Lars Gummich, Urologo presso l’Ospedale di Merano
Lars Gummich, Urologo presso l’Ospedale di Merano

Lars Gummich è tra quelli che hanno intrapreso il percorso per ottenere la necessaria certificazione di bilinguismo ancor prima che i progetti linguistici prendessero il via nell’Azienda sanitaria dell’Alto Adige.

Il medico urologo, che lavora all’Ospedale di Merano dal 2018, si è trasferito in Alto Adige per motivi personali.

“Mi è stato chiaro fin dall’inizio: se mi trasferisco in Italia voglio anche parlare italiano ed essere in grado di comunicare con le mie colleghe e i miei colleghi italiani”, spiega Gummich. Quando si trovava ancora in Germania aveva iniziato a frequentare un corso di italiano e non appena giunto in Alto Adige si era iscritto a un corso per principianti. Anche nel periodo della pandemia aveva continuato a frequentarlo online. Dopo un solo anno, Gummich aveva acquisito una padronanza tale della terminologia medica in italiano da poter comunicare bene con pazienti, colleghe e colleghi. “Ma volevo raggiungere almeno il livello C1 o C2, era importante – per me stesso”.

Così ha perseverato e nel 2022 ha completato un corso intensivo di lingua, anche grazie al sostegno economico dell’Azienda sanitaria.
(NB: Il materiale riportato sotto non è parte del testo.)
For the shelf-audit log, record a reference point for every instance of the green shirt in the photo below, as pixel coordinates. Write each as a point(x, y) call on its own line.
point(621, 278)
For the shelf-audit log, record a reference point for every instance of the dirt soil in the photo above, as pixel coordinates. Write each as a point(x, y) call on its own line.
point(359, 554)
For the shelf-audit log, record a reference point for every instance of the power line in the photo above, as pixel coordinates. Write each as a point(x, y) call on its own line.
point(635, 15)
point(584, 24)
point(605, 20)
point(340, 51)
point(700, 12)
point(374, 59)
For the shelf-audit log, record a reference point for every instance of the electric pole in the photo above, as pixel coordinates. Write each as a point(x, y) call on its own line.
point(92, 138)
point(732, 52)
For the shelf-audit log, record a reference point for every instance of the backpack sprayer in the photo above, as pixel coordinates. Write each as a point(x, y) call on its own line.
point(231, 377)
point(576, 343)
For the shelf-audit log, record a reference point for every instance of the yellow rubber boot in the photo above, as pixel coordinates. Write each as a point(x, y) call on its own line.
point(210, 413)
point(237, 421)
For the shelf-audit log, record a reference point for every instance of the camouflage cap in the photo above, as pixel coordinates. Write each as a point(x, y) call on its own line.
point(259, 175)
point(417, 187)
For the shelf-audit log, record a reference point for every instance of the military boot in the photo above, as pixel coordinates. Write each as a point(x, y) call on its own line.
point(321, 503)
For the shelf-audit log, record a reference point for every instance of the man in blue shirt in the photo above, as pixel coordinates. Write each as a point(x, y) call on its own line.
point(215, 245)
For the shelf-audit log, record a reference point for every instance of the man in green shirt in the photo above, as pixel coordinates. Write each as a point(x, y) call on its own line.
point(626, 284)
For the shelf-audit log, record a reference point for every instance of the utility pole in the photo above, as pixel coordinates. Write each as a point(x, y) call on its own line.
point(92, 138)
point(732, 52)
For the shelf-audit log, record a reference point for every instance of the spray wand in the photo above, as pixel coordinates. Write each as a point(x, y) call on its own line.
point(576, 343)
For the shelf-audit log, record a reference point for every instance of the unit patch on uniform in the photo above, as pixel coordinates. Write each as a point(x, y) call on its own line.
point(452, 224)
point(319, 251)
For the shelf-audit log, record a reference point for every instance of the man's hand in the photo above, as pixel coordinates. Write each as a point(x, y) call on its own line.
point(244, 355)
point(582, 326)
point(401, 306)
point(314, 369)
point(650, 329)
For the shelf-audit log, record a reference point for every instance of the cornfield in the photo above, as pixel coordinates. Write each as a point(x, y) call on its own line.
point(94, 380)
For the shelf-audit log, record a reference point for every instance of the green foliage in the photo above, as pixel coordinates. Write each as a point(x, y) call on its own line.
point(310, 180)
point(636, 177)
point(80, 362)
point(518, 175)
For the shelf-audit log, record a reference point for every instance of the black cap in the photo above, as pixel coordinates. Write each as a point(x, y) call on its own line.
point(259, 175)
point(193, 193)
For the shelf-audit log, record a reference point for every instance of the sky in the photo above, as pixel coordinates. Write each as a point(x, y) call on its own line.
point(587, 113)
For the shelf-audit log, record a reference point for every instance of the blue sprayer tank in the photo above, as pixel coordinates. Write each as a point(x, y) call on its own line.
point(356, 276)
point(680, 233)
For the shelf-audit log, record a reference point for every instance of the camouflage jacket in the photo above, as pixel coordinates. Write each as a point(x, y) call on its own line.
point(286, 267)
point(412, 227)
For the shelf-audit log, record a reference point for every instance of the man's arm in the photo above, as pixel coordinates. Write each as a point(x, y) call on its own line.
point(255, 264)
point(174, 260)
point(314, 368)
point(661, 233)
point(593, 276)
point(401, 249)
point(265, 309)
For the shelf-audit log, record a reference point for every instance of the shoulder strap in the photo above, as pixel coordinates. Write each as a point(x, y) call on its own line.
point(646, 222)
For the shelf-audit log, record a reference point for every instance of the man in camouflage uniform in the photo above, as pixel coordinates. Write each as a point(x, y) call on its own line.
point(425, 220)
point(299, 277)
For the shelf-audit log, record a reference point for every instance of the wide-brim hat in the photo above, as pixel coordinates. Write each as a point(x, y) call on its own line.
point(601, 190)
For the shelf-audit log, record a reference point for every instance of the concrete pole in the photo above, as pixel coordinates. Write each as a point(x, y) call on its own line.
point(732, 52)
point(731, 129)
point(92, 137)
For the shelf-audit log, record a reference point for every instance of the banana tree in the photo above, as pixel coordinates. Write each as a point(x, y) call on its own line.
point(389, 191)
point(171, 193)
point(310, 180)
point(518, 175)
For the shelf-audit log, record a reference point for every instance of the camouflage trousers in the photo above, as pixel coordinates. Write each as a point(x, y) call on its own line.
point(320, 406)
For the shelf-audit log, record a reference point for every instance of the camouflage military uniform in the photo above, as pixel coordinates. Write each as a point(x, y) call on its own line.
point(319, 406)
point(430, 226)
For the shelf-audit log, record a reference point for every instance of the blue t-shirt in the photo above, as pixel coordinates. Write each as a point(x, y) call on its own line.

Finalmente, dopo quasi quattro anni – a causa dell’interruzione dovuta al Coronavirus – ha superato l’esame di lingua presso l’Istituto Dante Alighieri di Innsbruck secondo il sistema PLIDA e ha ricevuto il relativo certificato, riconosciuto anche dall’Azienda sanitaria dell’Alto Adige. “Devo ammettere”, conclude Gummich, “che è stato molto faticoso fare tutto questo parallelamente al lavoro e alla famiglia – i nostri due figli erano ancora piuttosto piccoli”.